Egyptian Prime Minister, Moustafa Madbouli announced that his government had started negotiations with the International Monetary Fund (IMF) to obtain one-year financial assistance to cope with the recession caused by the coronavirus pandemic.
“We have started discussions with the IMF for financial assistance in addition to technical assistance,” Madbouli said at a televised press conference in Cairo, without specifying the amount of aid requested from the Washington-based financial institution.
By November 2016, Cairo had already secured a $12 billion (€10.7 billion) support package from the IMF, the last tranche of which was disbursed last year.
The Managing Director of the IMF, Kristalina Georgieva, stated in a press release that she had received a request from Egypt for emergency support via a “rapid financing instrument” in order to enable the government “to meet its immediate needs in terms of a balance of payments and to come to the aid of the most affected sectors as well as the most vulnerable categories of the population”.
The IMF, she added, is also working with the Egyptian government “to support a robust set of economic programmes through a stand-by arrangement”, a loan designed to respond quickly to countries’ external financing needs and to accompany policies aimed at emerging from crisis situations.
Praising Egypt’s economic performance before the emergence of the new coronavirus, Mr Madbouli said that the recent shutdown of the tourism and civil aviation sectors had been a key factor in this new request for international assistance.
In 2019, tourism alone, just recovering from several years of political and security instability, brought nearly $12.9 billion to the Egyptian economy.
“We do not know when this crisis will end and we want to preserve the gains made by our economy,” Madbouli said, alongside other officials and ministers.
Tarek Amer, the governor of the Central Bank, said the pandemic had caused Cairo’s foreign exchange reserves to fall from $45.5 billion in February to $40.1 billion in March.
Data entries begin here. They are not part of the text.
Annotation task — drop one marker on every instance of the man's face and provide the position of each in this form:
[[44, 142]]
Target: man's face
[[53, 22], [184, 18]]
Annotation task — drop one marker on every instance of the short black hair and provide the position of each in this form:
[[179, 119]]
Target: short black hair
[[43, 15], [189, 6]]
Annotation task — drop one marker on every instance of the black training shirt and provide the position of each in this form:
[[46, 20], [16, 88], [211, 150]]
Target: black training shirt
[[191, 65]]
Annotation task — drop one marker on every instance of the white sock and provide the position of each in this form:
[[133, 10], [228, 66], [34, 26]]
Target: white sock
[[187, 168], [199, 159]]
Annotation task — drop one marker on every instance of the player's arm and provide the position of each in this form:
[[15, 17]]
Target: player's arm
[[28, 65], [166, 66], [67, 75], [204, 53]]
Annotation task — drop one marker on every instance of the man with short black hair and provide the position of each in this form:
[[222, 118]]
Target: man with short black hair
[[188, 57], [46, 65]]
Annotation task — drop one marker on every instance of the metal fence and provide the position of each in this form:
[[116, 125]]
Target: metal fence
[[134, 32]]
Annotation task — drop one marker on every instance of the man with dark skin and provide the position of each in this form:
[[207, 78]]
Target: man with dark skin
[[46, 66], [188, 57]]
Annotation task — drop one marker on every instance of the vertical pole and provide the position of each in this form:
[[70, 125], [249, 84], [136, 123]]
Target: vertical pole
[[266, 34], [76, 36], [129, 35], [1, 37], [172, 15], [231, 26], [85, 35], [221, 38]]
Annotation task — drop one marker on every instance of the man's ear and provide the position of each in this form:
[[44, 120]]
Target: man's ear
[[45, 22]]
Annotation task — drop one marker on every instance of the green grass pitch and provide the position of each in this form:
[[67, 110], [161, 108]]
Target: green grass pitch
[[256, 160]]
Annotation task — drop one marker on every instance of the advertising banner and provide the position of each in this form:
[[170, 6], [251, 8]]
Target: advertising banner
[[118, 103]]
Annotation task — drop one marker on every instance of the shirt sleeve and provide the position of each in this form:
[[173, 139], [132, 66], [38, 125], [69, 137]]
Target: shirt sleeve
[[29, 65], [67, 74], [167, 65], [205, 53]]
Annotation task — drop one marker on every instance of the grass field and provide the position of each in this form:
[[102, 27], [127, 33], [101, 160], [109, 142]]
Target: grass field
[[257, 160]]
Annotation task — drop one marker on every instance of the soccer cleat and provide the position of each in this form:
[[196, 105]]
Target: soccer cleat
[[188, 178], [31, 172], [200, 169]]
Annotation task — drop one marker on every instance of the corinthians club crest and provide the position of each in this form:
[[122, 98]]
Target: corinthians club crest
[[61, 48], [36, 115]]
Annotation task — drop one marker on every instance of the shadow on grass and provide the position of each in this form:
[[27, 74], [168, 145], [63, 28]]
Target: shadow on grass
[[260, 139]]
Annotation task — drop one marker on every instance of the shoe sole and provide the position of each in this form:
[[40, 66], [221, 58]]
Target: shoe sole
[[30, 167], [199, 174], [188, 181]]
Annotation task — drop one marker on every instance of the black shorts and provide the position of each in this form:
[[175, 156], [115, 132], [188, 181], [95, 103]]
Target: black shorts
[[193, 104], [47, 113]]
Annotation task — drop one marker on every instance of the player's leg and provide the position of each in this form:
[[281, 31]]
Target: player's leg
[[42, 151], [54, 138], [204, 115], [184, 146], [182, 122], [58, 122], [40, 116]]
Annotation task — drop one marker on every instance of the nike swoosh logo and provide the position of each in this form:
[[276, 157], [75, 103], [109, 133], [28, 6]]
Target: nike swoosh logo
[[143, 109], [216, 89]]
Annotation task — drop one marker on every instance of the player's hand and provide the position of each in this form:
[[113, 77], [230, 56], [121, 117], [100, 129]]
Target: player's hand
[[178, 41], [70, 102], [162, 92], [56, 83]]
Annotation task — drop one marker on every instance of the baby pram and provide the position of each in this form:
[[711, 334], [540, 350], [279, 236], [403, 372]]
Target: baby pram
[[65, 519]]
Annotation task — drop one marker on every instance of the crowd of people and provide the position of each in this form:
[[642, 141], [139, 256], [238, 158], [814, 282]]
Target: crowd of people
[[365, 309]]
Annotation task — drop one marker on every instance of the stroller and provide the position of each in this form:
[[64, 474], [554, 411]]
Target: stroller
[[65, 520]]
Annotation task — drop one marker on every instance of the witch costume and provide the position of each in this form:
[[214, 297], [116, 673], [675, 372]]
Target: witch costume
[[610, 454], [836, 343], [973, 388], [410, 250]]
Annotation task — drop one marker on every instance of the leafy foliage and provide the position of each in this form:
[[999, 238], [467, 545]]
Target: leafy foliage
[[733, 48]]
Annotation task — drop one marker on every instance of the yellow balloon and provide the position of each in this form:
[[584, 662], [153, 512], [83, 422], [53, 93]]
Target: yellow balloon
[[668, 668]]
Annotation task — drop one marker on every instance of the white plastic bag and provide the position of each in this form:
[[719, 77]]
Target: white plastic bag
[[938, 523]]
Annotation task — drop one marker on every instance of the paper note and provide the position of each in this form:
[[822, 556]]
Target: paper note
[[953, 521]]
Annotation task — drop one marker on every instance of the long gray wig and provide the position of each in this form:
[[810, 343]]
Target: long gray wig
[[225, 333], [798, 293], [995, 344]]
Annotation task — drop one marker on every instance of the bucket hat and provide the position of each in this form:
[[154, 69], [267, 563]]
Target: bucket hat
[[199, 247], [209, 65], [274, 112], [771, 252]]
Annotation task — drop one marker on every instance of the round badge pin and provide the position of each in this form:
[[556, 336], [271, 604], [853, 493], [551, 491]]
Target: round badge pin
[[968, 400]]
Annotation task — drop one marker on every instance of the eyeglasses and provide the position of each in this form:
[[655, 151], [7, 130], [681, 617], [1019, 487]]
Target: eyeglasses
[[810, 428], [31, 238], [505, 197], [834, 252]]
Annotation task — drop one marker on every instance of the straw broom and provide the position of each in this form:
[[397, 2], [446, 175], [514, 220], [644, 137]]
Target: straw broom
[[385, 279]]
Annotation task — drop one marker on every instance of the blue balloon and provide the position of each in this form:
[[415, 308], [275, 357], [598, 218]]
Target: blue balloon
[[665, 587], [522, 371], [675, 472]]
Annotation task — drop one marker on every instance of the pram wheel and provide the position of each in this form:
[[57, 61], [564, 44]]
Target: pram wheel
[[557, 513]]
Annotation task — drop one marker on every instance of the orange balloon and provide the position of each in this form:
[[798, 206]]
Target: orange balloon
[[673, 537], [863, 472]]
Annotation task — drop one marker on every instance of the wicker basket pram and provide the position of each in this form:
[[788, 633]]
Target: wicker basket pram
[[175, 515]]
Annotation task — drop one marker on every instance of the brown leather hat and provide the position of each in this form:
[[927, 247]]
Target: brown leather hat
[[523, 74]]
The Minister of Planning, Hala al-Saïd, for her part, estimated that the Egyptian GDP “would reach 4.5% in 2020”, a rate she judged “among the best in the world”, in a context of “unprecedented crisis”.
Since the popular uprising in 2011 that ousted former President Hosni Mubarak from power, the Egyptian economy has experienced great difficulties and is struggling to recover.
In power since 2014, President Abdel Fattah al-Sissi, under the aegis of the IMF, is pursuing a very unpopular austerity policy aimed at reducing the state budget deficit, notably by reducing subsidies for fuel, electricity and basic necessities.